Step 1 - Simplify/generalize your geographical data
The boundaries in geographical data files are usually very accurate, too much so for the needs of a web-based GIS. This usually does not affect the performance when using GIS files on a local system, but it is usually necessary to optimize the geographical data for the web-based GIS system of DHIS2. All geographical data needs to be downloaded from the server and rendered in a browser, so if the data is overly complex, the performance of the DHIS2 GIS will be negatively impacted. This optimization process can be described as follows:
Coordinates: The number of significant decimal digits (e.g. 23.02937874993774) should be shortened to fewer digits (e.g. 23.03). Although this will result in some inaccuracies on the map, given the usual scale at which maps in DHIS2 are produced (> 1:50,000), the loss of precision should not be noticeable. Normally, no more than four significant digits after the decimal point should be necessary., Polygons: In addition to shortening the number of significant digits, the actual number of points should also be reduced to an optimal level. Finding this optimal level may take a bit of experimentation. Decreasing the precision of the points as well as the number of points through generalization, will lead to degradation of the polygon. However, after a bit of experimentation, an optimal level of generalization can be found, where the accuracy of the polygon is visually acceptable, and the performance of the GIS is optimal.

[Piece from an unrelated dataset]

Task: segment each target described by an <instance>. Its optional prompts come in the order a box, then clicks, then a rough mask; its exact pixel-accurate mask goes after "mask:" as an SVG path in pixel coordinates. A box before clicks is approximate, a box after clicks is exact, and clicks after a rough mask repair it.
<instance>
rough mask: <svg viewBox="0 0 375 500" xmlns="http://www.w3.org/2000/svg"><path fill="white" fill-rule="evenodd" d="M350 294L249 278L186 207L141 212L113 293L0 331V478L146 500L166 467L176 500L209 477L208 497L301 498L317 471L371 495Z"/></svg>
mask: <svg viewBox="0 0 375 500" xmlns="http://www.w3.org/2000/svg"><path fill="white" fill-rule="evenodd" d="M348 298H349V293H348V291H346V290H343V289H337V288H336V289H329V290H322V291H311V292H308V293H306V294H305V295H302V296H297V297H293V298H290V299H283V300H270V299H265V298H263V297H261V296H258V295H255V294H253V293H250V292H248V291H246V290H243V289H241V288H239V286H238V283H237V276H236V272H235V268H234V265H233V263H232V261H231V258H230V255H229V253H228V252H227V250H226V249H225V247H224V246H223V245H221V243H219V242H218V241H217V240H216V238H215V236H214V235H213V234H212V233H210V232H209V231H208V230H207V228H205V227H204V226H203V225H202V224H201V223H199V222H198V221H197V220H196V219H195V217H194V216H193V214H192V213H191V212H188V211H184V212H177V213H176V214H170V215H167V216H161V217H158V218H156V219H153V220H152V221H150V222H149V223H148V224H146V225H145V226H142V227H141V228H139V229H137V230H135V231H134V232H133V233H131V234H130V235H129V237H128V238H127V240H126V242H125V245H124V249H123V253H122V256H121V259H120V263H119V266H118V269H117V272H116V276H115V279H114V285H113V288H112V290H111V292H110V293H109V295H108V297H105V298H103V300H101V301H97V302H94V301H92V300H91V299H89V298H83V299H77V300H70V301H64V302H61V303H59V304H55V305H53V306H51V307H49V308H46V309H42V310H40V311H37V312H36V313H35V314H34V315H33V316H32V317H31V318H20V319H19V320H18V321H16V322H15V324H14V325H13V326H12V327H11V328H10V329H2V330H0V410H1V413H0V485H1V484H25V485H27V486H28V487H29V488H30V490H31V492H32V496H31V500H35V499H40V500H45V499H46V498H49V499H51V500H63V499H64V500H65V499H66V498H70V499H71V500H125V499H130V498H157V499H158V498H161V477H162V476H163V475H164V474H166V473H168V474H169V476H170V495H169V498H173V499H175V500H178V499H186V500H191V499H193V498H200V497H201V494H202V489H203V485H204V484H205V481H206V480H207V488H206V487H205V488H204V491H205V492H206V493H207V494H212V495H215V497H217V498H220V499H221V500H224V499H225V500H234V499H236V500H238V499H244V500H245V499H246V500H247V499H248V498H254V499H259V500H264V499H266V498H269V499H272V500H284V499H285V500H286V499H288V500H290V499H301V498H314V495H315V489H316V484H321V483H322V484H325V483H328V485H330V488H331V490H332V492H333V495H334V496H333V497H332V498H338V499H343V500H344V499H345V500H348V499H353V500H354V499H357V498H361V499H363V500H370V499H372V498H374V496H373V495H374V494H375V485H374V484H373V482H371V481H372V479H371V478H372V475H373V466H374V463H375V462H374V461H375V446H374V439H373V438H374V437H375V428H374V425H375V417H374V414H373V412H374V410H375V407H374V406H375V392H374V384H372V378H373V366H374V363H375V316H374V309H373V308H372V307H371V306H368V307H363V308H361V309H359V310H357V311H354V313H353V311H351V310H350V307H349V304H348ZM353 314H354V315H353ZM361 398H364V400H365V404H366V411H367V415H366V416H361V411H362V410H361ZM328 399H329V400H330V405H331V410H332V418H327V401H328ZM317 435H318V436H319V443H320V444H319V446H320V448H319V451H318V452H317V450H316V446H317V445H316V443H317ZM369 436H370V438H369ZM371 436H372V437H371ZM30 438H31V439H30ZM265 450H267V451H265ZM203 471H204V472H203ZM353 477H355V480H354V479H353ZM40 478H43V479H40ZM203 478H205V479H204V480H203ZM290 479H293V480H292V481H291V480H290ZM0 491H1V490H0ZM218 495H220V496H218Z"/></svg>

For polygons, we need to make the boundary lines less detailed by removing some of the line points. Make a backup of your shapefiles before you start. One possible method is the use of MapShaper which is an online tool which can be used to generalize geographical data. To use MapShaper, simply upload your shapefile to the site. Then, at the centre bottom you see a slider that starts at 0%. It is usually acceptable to drag it up to about 80%. In the left menu you can check “show original lines” to compare the result and you may want to give a different simplification method a try. When you are happy with the result, click “export” in the top right corner. Then check the first of the four options called “Shapefile - polygons”, click “create” and wait for the download buttons to appear. Now, download the two files to your local computer and overwrite the existing ones. Move on to the next step with your new simplified shapefile.
Step 2 - Convert the shapefile to GML
The recommended tool for geographical format conversions is called “ogr2ogr”. This should be available for most Linux distributions
sudo apt-get install gdal-bin
. For Windows, go to
and download “FWTools”, install it and open up the FWTools command shell. During the format conversion we also want to ensure that the output has the correct coordinate projection (called EPSG:4326 with geographic longitude and latitude). For a more detailed reference of geographic coordinates, please refer to this
. If you have already reprojected the geographic data to the geographic latitude/longitude (EPSG:4326) system, there is no need to explicitly define the output coordinate system, assuming that
can determine the input spatial reference system. Note that most shapefiles are using the EPSG:4326 system. You can determine the spatial reference system by executing the following command.
ogrinfo -al -so filename.shp
Assuming that the projection is reported to be EPSG:27700 by
, we can transform it to EPSG:4326 by executing the following command.
ogr2ogr -s_srs EPSG:27700 -t_srs EPSG:4326 -f GML filename.gml filename.shp
If the geographic data is already in EPSG:4326, you can simply transform the shapefile to GML by executing the following command.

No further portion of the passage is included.